Whether it was Billy Idol or The Psychedelic Furs, imagine if you had gone home and placed the Sony-manufactured CD in your Panasonic CD player, only to find out that it didn’t work.

Or, what if that CD from Virgin Records only had half the sound quality as a CD bought from Best Buy?

Believe it or not, this is exactly the current digital music environment in which we live.

To navigate a digital world without standards, today’s audiophiles must gain some digital music knowledge to optimize their listening experience as they convert their CDs to digital music.

To understand where we’re headed with today’s digital music, it’s key to understand where we’ve been. All digital music formats are based on the principles discovered by German researchers at the prestigious Fraunhofer Institute.

In 1987, the Institute began researching high quality digital audio compression. They discovered that by understanding how humans hear music, a particular song could be stripped of excess sounds that were inaudible.

The obvious first choice was to remove frequencies too high or too low for the human ear to perceive. However, the more interesting breakthrough was to eliminate “masked” sounds—those sounds that are hidden behind louder sounds.

During a Jimi Hendrix guitar solo, for instance, drummer Mitch Mitchell may have been producing a lot of noise of his own, but Jimi’s solo masks that sound. Similarly, in a compressed digital song, the hidden pieces of Mitchell’s drumming are removed completely, leaving the illusion of a full musical performance, but reducing the amount of information in the digital file.

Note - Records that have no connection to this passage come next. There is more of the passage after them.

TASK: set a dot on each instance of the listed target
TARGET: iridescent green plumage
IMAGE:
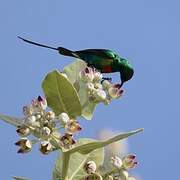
(105, 60)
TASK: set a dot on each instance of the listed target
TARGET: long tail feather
(37, 44)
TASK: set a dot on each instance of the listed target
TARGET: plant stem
(65, 164)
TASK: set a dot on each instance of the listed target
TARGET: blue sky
(145, 32)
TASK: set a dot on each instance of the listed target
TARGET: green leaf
(87, 106)
(77, 160)
(72, 71)
(61, 95)
(88, 147)
(19, 178)
(11, 120)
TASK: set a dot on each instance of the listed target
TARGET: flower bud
(116, 162)
(25, 145)
(45, 147)
(64, 118)
(97, 76)
(110, 177)
(67, 140)
(100, 95)
(90, 87)
(115, 91)
(42, 102)
(30, 120)
(131, 178)
(90, 167)
(124, 174)
(94, 176)
(98, 86)
(87, 74)
(45, 131)
(73, 126)
(129, 161)
(65, 75)
(50, 115)
(23, 130)
(39, 104)
(27, 111)
(106, 84)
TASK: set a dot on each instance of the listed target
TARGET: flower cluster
(44, 126)
(123, 165)
(119, 170)
(99, 89)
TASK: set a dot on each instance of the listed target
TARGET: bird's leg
(105, 78)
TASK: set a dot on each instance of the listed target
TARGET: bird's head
(126, 70)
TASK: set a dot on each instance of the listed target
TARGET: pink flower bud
(115, 91)
(25, 145)
(67, 140)
(23, 130)
(72, 126)
(45, 147)
(129, 161)
(116, 162)
(87, 74)
(90, 167)
(50, 115)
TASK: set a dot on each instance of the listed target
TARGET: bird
(104, 60)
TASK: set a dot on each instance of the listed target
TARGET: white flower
(30, 120)
(27, 111)
(94, 176)
(50, 115)
(116, 162)
(65, 75)
(124, 174)
(72, 126)
(131, 178)
(38, 105)
(90, 167)
(129, 161)
(45, 131)
(64, 118)
(98, 86)
(90, 87)
(87, 74)
(23, 130)
(25, 145)
(100, 95)
(45, 147)
(106, 84)
(97, 76)
(115, 91)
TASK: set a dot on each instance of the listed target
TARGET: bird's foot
(106, 78)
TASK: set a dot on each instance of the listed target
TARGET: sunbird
(105, 60)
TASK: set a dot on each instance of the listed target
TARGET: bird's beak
(121, 84)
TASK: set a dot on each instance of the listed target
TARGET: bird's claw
(108, 79)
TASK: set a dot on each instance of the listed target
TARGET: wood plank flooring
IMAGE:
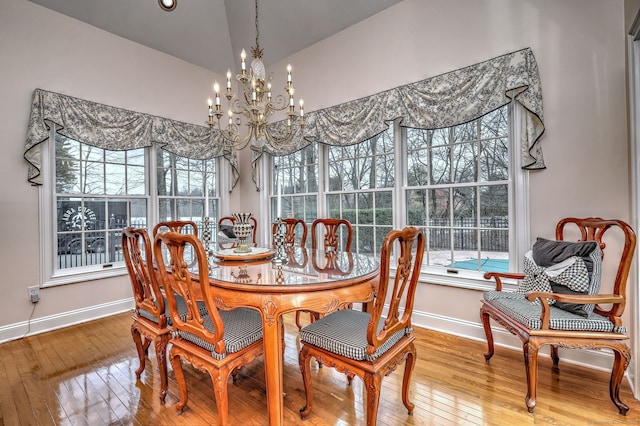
(84, 375)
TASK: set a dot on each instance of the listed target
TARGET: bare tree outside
(458, 181)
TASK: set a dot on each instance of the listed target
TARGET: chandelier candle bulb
(216, 89)
(279, 201)
(206, 201)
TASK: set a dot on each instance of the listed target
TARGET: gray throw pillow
(549, 252)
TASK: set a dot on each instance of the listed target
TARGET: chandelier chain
(256, 103)
(257, 28)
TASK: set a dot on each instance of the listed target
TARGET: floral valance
(114, 128)
(445, 100)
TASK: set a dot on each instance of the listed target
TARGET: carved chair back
(136, 248)
(333, 228)
(408, 245)
(290, 226)
(594, 229)
(178, 280)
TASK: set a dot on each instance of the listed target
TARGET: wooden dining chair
(149, 315)
(331, 230)
(369, 345)
(291, 225)
(230, 220)
(216, 342)
(183, 226)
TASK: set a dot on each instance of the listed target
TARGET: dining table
(300, 279)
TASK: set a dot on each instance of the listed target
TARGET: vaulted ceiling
(211, 33)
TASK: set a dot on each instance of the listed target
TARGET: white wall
(579, 46)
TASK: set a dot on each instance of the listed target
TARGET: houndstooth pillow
(571, 273)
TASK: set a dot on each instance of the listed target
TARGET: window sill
(104, 271)
(471, 280)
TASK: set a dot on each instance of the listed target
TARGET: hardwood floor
(84, 375)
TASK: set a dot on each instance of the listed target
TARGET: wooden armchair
(560, 316)
(216, 342)
(369, 345)
(149, 318)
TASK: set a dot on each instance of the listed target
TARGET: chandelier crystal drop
(257, 104)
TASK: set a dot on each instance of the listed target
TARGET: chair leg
(298, 316)
(372, 383)
(620, 364)
(409, 364)
(484, 316)
(137, 339)
(161, 356)
(219, 378)
(182, 384)
(530, 352)
(555, 357)
(304, 359)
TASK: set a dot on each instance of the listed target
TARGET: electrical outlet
(34, 294)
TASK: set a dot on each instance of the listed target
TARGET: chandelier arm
(255, 102)
(279, 103)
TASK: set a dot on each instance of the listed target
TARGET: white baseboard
(64, 319)
(599, 360)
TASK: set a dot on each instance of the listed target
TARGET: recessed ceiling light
(168, 5)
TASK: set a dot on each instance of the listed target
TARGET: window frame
(518, 198)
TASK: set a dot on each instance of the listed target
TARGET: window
(458, 190)
(182, 183)
(298, 176)
(360, 189)
(95, 193)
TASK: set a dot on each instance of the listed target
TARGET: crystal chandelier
(256, 103)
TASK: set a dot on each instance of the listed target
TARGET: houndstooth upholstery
(528, 313)
(344, 333)
(242, 327)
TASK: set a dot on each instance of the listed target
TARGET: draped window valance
(114, 128)
(446, 100)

The effect is analogous to a Hollywood set in a 1950s spaghetti western, where the buildings on main street appear real to the audience but are facades.

Here are seven facts about digital music that are critical whether you’re planning to install a $100,000 multi-room audio solution or simply enjoying music on your iPod in your car or at the gym.

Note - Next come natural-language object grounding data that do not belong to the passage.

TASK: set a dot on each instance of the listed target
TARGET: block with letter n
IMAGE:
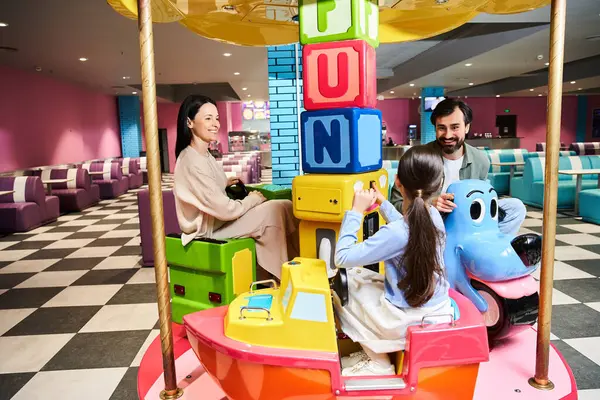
(339, 74)
(324, 21)
(341, 141)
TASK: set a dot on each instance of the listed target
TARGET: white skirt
(372, 321)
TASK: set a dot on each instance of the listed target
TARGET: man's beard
(451, 149)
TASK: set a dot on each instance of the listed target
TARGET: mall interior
(78, 298)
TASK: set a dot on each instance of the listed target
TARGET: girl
(203, 208)
(379, 308)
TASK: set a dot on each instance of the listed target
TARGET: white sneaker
(367, 368)
(353, 359)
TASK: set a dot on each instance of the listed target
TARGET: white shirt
(451, 172)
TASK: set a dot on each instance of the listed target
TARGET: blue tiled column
(582, 118)
(285, 97)
(428, 130)
(130, 125)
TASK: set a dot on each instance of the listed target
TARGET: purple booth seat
(77, 194)
(170, 216)
(112, 183)
(28, 207)
(131, 169)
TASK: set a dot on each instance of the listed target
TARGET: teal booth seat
(499, 176)
(588, 205)
(530, 187)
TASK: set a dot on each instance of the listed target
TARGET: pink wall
(45, 122)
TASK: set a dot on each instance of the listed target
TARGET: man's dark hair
(448, 106)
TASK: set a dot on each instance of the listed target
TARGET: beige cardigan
(200, 199)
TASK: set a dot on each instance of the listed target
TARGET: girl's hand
(363, 199)
(232, 181)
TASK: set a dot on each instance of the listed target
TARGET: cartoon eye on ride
(477, 210)
(494, 209)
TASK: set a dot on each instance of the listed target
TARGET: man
(452, 120)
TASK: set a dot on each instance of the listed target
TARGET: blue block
(341, 140)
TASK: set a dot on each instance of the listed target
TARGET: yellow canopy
(269, 22)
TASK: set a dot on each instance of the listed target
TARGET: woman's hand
(232, 181)
(363, 199)
(259, 195)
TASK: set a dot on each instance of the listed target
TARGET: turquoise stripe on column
(283, 87)
(582, 118)
(428, 130)
(130, 125)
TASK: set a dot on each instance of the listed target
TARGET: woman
(203, 208)
(379, 308)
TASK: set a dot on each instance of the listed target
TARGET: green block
(334, 20)
(205, 266)
(272, 192)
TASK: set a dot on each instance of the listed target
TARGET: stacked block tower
(341, 149)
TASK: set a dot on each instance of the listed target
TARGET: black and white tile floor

There Are Many Flavors of Digital Music: Learn Your Formats

The end result of the Fraunhofer Institute’s digital audio research was the MP3, or Motion Pictures Expert Group Audio Layer III.

This MP3 standard for audio compression first gained a foothold in college dorm rooms in the late 1990s. In 1999, 18-year-old computer geeks weren’t too concerned with sound quality, but now they’ve grown up and so has digital music.

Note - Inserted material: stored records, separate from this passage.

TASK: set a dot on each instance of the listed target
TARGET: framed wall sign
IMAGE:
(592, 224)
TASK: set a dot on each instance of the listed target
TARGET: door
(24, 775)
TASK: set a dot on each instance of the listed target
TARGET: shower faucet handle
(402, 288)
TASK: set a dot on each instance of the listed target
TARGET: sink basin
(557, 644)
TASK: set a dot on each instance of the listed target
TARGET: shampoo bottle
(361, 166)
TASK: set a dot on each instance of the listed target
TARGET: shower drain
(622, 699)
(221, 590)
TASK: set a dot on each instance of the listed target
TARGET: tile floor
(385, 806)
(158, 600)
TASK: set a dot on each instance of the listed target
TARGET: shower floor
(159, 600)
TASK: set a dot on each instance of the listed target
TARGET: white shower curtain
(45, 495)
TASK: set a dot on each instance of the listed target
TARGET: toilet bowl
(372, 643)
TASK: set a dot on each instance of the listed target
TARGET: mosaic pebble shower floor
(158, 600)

Many more digital audio formats have since been introduced, including these more popular formats:

  • AAC (Advanced Audio Coding) Developed by Apple and the standard for Apple iTunes.
  • WMA (Windows Media Audio) Developed by Microsoft with encoding support built into Windows XP.
  • AIFF (Audio Interchange File Format) A Professional Apple file format for storing audio files. AIFF files are high quality, uncompressed, audio files that were co-developed by Apple based on Electronic Arts Interchange File Format
  • FLAC (Free Lossless Audio Codec) An “open-source” royalty-free audio format that minimizes compression (2:1 ratio) to maintain CD audio quality
  • ALAC (Apple Lossless Audio Encoder) A CODEC developed by Apple to preserve CD quality at a lossless data compression ration of 2:1.

This alphabet soup of CODECs can be broken down into two simple subsets: Lossless (ALAC, FLAC, AIFF, WMA Lossless) and Lossy (MP3, AAC, WMA).

The main advantage of Lossless CODECs is that the file size is reduced by up to 60 percent without sacrificing the CD’s audio integrity. This, however, still requires a sizable amount of computer storage—roughly 200-400 megabytes per CD.

As the cost of storage continues to fall, Lossless CODECs provide an ideal way to create a master archive of your CD collection, which can later be burned onto blank CDs or played through high-end digital music servers with little to no audio loss.